In the pilot episode of “Superman & Lois,” Clark Kent (Tyler Hoechlin) is going through a rough patch. While his career as Superman is going steady, he finds himself estranged from his twin teenage sons. Jonathan (Jordan Elsass) is athletic and popular, exactly what you would expect from Superman’s son. On the other hand, Jordan (Alex Garfin) is quiet and has social anxiety disorder. Meanwhile, Lois Lane (Elizabeth Tulloch) has become increasingly suspicious of the new Daily Planet Owner, Morgan Edge (Adam Rayner). When Clark’s mother dies, and the family returns to Smallville, events quickly spiral out of control and leads to the twin climaxes of the episode: Superman’s fight with a mysterious masked figure (Wolé Parks), who somehow knows everything about him, and the reveal that Jordan is the one who inherited his father’s powers, not Jonathan like Lois and Clark both suspected. Faced with monumental changes, the two super parents decide to relocate to Smallville permanently.

This show is noticeably darker, both in tone and overall color, than any of the other CW shows. In some cases, it seems like the show actually prefers the family drama that comes with raising two polar opposite siblings to the superhero fight scenes. This isn’t a criticism; superhero shows only work if there is something other than people in spandex punching each other to give the punches meaning. Still, it is surprising how compelling the human drama is; the relationship between Jonathan and Jordan is a personal favorite of mine. They have a lived-in, brotherly dynamic, giving each other grief one moment and then proving how much they care about each other the next. The fact that the show has only given one of its Super Sons powers promises to create more drama between them, although it seems like a fair assumption that Jonathan will eventually develop powers of his own.

Still, this focus on family drama shouldn’t put off any fans of Superman who are still angry about “Man of Steel.” Yes, this show does have angst, but Superman angsting over the human side of his life isn’t anything new. Some of the best Superman comic book storylines put Clark through the ringer. It is clear that Helbing and Kriege care about Superman. The pilot opens with a four minute montage catching unaware viewers up with Superman’s origin. This sequence is chock-full of references, including a scene where Superman, dressed in a costume that resembles the one from the original Fleischer cartoons from the 1940s, saves a child from a green car, directly referencing the cover art of “Action Comics #1.” The introductory sequence, which culminates in Clark’s relationship with Lois and the birth of their children, acts as a preventative palate cleanser, as if Helbing and Krieger are telling the audience, “We know this episode gets dark, but we promise, this Superman is still a beacon of hope.”

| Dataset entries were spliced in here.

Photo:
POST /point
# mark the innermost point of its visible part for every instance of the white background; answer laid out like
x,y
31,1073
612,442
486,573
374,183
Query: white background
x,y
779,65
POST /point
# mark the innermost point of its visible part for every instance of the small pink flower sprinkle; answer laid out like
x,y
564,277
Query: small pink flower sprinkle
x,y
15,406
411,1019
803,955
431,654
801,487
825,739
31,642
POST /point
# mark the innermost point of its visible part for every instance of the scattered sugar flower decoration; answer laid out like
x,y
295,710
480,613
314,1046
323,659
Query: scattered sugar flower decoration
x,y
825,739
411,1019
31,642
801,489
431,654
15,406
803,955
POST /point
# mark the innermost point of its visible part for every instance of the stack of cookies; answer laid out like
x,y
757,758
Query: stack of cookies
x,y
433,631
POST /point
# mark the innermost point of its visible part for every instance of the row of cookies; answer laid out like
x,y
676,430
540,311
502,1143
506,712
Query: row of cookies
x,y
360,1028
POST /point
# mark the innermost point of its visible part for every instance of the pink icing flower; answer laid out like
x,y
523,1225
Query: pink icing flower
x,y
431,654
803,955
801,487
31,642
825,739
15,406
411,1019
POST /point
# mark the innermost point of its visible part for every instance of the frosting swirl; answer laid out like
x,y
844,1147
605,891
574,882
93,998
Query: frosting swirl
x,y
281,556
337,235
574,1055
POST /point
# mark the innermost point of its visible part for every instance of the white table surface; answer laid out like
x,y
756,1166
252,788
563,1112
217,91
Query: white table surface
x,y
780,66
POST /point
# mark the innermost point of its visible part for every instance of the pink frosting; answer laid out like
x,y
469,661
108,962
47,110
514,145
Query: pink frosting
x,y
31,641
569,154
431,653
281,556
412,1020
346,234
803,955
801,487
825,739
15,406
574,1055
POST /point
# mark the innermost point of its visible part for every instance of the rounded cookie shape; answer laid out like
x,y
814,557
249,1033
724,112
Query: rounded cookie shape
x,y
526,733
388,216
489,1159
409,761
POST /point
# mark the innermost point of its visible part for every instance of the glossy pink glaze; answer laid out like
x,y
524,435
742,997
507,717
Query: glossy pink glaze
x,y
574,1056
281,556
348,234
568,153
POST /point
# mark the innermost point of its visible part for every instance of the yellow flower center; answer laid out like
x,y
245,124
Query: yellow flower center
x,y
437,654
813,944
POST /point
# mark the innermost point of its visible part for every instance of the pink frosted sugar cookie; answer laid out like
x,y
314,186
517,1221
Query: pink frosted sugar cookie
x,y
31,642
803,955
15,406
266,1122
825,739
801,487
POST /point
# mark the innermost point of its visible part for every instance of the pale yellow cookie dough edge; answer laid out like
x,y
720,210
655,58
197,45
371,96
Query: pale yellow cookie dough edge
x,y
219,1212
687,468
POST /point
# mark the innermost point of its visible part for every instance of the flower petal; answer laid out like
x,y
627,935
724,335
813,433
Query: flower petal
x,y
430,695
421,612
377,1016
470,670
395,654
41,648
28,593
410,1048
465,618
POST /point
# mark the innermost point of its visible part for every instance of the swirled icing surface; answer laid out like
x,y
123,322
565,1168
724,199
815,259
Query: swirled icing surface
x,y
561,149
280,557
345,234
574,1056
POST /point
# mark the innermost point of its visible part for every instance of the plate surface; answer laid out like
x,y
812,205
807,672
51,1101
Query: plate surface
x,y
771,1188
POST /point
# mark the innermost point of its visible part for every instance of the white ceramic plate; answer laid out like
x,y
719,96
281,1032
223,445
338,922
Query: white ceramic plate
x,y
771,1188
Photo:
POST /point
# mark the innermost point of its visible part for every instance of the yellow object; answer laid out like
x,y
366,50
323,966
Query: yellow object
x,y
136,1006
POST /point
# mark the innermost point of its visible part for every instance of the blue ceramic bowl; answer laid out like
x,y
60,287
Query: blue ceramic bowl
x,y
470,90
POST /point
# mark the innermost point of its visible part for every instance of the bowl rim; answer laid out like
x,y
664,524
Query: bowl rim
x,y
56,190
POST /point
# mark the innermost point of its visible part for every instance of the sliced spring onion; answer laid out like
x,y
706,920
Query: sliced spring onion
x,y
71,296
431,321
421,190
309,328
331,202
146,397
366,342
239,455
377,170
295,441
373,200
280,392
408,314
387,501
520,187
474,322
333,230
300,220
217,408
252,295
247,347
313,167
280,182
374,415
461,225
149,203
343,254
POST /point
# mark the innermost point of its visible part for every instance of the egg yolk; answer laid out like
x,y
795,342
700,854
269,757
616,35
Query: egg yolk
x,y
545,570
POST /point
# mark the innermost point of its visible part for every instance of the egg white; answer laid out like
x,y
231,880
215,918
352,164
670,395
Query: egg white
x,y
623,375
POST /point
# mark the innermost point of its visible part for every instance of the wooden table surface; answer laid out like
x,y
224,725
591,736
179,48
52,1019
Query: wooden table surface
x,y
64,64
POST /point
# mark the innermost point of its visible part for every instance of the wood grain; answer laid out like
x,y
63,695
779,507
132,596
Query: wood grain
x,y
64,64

Something that particularly strikes me about this show is how much of a spiritual successor to “Smallville” it is. Various sets seem to be reused and several shots were mimicked. However, it is also very much about Smallville as it is now, not as it was when Clark was growing up. While the Smallville of the early 2000s might have been a vibrant small country town, the Smallville of the 2020s is dying. This is evidenced by the desaturated shots of abandoned farms and closed up shops. “Superman & Lois” might be in a rare position to try to bridge the culture gap that has formed in America. Clark and Lois are undeniably liberal characters, but as a farm boy and an army brat, they come from more typically conservative roots. That is definitely a lot of pressure to put on a show that is airing on the CW, but I do think that it is up for the challenge.

“Superman & Lois” has the makings of a potentially great show. I really love the choice to let Jordan, the awkward, nerdy brother, be the first to get powers. The fact that Jordan explicitly has Social Anxiety Disorder is a huge step for mental illness representation in media, and I already can’t wait to see where the writers take his storyline. Lois isn’t given much to do this episode, but there are several interesting plot lines involving the Daily Planet’s new owner  that are sure to be explored in future episodes. With “Superman & Lois” looking toward the future to an extent that few comic book projects are willing or able to do, I am confident that this show will deliver a version of Superman and family who will finally bring the Man of Steel back to the symbol of hope he is truly meant to be. 

“Superman & Lois” airs Tuesdays at 9 p.m. EST on the CW. It is also free to stream on the CW app the next day.